Маргарита помолчала, собираясь с мыслями, и продолжила:
— Все, что рекомендовал нам Отец-Благодетель, мы должны выполнить, причем как можно точнее! Не важно, искренне он нам советовал или же с коварным расчетом, но мы должны вернуть его доверие, чтобы он опять поверил нам. Через полчаса мы покинем этот дом и больше в него не вернемся…
— Пока вы тут беседуете, — прервал ее Жафрэ, — я пойду соберу своих птичек.
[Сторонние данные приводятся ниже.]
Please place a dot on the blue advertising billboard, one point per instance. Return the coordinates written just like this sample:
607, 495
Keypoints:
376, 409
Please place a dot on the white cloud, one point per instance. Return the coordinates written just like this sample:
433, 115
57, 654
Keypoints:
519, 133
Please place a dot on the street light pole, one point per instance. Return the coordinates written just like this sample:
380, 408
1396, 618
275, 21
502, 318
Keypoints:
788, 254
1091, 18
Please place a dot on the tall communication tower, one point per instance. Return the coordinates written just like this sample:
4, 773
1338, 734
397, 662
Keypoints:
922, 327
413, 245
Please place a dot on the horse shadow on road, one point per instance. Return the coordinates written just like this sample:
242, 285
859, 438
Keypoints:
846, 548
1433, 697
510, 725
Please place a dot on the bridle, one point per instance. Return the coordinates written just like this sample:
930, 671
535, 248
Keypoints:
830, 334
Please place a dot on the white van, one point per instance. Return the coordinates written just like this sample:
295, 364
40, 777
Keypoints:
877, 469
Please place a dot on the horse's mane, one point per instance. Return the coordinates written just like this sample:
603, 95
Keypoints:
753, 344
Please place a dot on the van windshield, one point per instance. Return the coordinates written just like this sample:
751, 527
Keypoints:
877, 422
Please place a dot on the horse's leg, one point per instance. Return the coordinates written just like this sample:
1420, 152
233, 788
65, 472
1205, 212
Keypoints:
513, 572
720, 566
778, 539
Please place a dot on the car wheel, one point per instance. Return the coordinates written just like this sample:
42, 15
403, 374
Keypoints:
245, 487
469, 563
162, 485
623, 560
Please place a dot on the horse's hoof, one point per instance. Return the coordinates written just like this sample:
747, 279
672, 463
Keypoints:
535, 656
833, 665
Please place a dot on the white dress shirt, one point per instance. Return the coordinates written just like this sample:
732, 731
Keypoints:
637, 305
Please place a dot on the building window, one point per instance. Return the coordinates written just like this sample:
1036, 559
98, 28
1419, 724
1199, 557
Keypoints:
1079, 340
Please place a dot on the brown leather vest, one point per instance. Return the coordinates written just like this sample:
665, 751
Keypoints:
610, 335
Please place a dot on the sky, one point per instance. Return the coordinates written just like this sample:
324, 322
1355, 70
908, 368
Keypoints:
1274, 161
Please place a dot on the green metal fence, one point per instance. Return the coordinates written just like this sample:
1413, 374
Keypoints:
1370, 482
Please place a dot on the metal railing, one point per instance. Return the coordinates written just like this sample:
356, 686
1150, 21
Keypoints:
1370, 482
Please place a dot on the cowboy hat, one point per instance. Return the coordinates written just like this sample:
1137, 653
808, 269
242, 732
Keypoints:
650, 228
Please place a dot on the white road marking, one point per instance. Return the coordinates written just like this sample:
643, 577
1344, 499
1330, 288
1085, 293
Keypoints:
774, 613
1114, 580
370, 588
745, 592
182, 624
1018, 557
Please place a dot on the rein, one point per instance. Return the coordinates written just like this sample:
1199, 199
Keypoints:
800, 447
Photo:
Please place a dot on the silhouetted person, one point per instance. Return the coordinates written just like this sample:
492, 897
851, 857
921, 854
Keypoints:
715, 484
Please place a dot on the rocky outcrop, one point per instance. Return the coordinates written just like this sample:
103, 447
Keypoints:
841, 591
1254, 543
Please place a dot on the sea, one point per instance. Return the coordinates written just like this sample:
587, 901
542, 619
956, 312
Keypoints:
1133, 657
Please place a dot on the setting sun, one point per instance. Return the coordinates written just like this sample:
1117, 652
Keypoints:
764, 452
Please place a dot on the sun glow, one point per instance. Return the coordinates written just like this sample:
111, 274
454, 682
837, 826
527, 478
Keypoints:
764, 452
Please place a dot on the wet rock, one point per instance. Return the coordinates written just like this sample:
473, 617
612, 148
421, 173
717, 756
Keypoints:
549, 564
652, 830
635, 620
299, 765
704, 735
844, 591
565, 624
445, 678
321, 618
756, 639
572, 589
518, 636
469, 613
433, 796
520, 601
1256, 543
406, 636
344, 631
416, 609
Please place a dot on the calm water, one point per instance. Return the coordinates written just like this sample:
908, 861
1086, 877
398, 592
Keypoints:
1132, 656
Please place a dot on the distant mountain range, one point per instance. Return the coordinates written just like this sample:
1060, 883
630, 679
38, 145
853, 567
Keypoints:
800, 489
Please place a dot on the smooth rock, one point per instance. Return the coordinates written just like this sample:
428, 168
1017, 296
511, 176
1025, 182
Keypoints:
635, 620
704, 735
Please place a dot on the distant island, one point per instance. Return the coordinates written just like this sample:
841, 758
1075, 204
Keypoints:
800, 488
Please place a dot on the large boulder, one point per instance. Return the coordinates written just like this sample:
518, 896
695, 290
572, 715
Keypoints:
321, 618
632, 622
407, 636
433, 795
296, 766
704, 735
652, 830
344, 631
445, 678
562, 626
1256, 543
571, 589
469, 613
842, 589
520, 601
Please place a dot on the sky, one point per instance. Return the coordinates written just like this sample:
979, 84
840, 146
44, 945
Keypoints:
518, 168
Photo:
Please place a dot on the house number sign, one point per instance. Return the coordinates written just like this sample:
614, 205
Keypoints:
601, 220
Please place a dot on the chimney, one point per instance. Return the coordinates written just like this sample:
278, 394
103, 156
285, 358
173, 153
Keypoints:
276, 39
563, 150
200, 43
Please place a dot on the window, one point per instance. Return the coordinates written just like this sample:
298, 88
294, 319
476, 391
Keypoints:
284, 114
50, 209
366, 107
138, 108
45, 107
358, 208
И он торопливо вышел из гостиной.
— Поднимем всех преданных нам людей. Любимчик, ты согласен сегодня взяться за нож? — спросила Маргарита, пристально смотря в лицо Кадэ.
— Это моя работа, — ответила Адель, — вы останетесь мной довольны. Но кто заплатит закону?
Маргарита передернула плечами.
— Плевать нам на закон! — заявила она. — После нас хоть конец света. Или пятьдесят раз миллионеры — или бесславная гибель. Главный штаб разместится у меня, в моем тайном доме на правом берегу Сены, на улице Ларошфуко. Особняк мой будет пустовать, ваши квартиры тоже. Днем я нанесу визит герцогине и постараюсь понять из разговоров или взглядов, которому из своих сыновей она отдает предпочтение. Этого мы пощадим, он незаконнорожденный, а вот второго…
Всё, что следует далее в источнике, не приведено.